Pero como se puso de pie con valor y tremendismo, los villamelones, y el juez Delgado a la vanguardia de ellos, lo premiaron con una oreja provinciana. El colmo llegó a la muerte del último del encierro, Malagueño, de 510, un manso perdido al que apenas rozaron con el pico de la puya, pero al que Vega le corrió la mano en lentas, desangeladas y repetitivas verónicas, antes de torearlo a media altura por derechazos y adornos ratoneros, siempre sobre piernas, para liquidarlo de un espadazo calado que suscitó una petición minoritaria y, no obstante, fue recompensado con otra oreja por Delgado.

César Rincón mostró su vieja clase de muletero poderoso ante Tres Regalos, de dizque 465, al que despachó sin pena ni gloria, pero sacó a relucir su sapiencia ante Cielito Lindo, de 537, el más manso de los mansos, al que arrinconó en tablas frente a la puerta de toriles y consiguió ligarlo en redondo, una y otra vez, ensayarle no pocas veces el pase del desdén y matarlo de una media lagartijera que, por supuesto, Delgado no vaciló en homenajear con otra oreja complaciente.

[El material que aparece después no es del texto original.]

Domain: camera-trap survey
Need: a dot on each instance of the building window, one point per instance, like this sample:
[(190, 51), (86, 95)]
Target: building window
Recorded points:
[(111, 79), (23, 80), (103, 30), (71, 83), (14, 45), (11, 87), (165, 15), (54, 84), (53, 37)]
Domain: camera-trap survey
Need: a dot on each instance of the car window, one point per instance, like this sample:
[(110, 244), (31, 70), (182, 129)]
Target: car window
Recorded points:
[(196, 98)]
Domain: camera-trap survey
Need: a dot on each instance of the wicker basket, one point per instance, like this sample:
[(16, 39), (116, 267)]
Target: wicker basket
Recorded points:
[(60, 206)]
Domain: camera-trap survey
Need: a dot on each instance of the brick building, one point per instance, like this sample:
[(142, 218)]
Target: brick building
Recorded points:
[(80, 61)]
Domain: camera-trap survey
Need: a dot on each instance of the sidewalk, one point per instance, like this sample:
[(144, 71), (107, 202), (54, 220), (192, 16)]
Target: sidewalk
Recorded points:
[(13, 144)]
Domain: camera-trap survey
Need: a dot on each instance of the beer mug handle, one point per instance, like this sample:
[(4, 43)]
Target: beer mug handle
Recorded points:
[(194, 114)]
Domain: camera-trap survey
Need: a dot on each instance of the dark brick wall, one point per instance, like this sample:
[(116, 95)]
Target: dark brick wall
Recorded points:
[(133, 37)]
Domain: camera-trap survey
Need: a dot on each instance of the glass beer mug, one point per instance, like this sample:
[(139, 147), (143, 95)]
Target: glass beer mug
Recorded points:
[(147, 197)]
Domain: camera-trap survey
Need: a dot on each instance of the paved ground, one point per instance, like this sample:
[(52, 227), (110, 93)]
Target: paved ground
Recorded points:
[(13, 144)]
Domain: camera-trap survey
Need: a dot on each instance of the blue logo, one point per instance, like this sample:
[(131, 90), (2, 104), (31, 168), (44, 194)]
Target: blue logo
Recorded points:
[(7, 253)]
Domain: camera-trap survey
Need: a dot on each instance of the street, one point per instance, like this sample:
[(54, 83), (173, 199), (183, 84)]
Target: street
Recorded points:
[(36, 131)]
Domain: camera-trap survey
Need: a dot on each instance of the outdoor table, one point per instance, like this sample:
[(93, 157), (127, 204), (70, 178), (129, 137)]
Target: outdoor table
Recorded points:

Lo que nadie entendió, comenzando por el culto público, fue lo que le sucedió a Leopoldo Casasasola, quien después de pasar inédito ante el deleznable Aventurero, de dizque 515, trató de resarcirse con Siete Mares, de 475, que le avisaba por el pitón izquierdo. Y como no tomó en cuenta ese detalle, el manso lo empitonó cuando le adelantaba la suerte, le infirió una cornada en el muslo derecho y lo apaleó en el suelo hasta dejarlo sin conocimiento. Pero el muchacho despertó en la enfermería, regresó a la arena cojeando, quejándose, y se zumbó al marrajo por derechazos y lo mató de un bajonazo eficaz. La gente, conmovida por su valor, pidió la oreja, Delgado, faltaba más, accedió a entregarla y -signo de la esquizofrenia reinante en la fiesta brava-, cuando Leopoldo herido cogió el trofeo, en los tendidos se produjo un abucheo furibundo y, cosa más rara, el matador se retiró al hospital entre gritos y chiflidos de odio auténtico. No cabe duda: el "magisterio" de Rafael Herrerías comienza a dar frutos en el seno de la "afición". ¡Qué tarde! ¡Qué juez! ¡Qué público!